Cette approche doit être complétée par l'accélération du déploiement des nouvelles capacités de production d'énergie bas-carbone. Nos objectifs sont connus : déploiement de cinquante parcs éoliens en mer, investissements dans notre parc nucléaire avec un programme de six nouveaux réacteurs EPR, conformément aux annonces faites par le Président de la République à Belfort, en février. Le projet de loi d'accélération de la transition énergétique est important si l'on veut accélérer le déploiement massif des énergies décarbonées. Enfin, le travail européen que nous menons a franchi une étape décisive sous la présidence française, avec la décision, dans le cadre du paquet « climat », de la fin en 2035 de la vente des véhicules émettant du CO2, ce qui va accélérer la transition vers les véhicules électriques. L'adoption, la semaine dernière, par le Parlement européen de l'acte délégué complémentaire de la Commission européenne sur la taxonomie, en faveur duquel le Président de la République et le Gouvernement se sont fortement engagés, est une autre étape décisive en vue d'accélérer les investissements dans l'ensemble des technologies de la transition, qu'elles soient renouvelables ou nucléaires.
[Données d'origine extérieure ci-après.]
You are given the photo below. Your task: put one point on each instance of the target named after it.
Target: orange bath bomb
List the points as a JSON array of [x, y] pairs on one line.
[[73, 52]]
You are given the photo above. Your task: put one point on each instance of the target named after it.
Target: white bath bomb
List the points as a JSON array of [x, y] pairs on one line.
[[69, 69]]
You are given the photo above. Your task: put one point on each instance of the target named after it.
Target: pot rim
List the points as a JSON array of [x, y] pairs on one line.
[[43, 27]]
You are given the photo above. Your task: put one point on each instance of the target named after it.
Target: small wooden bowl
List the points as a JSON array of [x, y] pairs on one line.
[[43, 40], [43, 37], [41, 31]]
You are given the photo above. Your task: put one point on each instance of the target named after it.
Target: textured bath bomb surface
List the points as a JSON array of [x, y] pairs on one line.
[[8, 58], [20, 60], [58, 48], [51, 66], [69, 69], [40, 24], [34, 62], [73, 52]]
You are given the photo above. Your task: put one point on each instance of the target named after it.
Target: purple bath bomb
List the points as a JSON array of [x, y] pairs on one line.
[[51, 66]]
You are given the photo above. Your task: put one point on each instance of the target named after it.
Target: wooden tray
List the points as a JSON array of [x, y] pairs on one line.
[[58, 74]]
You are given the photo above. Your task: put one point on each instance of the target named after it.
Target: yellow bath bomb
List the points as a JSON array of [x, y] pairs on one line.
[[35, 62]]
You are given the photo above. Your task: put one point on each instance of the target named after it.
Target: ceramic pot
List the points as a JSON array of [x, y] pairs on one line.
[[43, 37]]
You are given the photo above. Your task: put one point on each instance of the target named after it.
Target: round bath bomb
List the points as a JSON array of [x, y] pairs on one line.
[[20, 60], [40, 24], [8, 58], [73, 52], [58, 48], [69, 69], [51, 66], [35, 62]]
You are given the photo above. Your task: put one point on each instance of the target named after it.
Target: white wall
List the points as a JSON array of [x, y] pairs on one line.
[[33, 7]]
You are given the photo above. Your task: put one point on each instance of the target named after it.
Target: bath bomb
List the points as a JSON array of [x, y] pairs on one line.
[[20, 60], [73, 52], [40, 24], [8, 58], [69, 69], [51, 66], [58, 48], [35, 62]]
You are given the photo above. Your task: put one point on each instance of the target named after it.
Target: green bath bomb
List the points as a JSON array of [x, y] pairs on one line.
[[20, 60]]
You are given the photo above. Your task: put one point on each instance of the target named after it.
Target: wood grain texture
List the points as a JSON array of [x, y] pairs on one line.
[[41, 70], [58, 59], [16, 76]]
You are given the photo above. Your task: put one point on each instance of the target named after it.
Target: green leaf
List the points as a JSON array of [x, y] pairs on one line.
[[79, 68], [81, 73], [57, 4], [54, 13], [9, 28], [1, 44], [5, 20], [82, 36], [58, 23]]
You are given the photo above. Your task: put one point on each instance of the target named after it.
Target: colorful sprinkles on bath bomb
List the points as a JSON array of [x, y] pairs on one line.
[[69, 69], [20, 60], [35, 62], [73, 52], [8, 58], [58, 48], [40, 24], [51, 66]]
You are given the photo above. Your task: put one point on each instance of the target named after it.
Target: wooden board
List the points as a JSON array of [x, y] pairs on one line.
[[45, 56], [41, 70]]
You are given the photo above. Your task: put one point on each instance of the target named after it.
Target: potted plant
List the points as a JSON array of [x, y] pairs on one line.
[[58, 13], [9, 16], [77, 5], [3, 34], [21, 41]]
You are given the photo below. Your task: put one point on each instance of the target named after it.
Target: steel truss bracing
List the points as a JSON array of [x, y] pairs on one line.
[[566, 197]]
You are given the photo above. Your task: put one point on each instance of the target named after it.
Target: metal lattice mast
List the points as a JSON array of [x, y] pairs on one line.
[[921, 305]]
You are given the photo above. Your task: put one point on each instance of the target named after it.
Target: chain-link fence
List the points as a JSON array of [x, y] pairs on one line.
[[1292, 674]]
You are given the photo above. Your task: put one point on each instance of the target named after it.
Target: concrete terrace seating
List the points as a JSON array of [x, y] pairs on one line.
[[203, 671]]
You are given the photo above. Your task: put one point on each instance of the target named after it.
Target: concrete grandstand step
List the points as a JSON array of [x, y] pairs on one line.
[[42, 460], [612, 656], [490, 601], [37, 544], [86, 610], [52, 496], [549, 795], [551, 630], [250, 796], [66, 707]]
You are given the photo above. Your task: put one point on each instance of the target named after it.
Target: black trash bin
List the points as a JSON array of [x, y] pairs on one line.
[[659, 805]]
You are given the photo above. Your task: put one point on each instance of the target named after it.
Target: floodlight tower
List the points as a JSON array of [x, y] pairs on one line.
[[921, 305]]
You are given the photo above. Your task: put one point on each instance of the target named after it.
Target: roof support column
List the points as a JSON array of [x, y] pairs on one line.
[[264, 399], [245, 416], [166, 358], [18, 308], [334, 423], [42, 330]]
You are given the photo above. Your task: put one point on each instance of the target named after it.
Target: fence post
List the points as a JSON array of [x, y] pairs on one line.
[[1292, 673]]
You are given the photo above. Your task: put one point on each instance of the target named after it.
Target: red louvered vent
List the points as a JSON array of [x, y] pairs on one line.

Mesdames et messieurs les députés, ce projet de loi est indispensable pour nous donner les moyens de protéger les Français et pour étendre nos marges de manœuvre en vue de l'hiver prochain. Nous compromettrions sérieusement nos capacités d'action si l'État ne disposait pas de l'ensemble de ces leviers pour agir. Je suis convaincue que nous trouverons le chemin du compromis, un chemin qui nous rassemblera tout en nous permettant de répondre à la triple urgence de protéger le pouvoir d'achat des Français, de renforcer notre souveraineté énergétique et de répondre au défi climatique.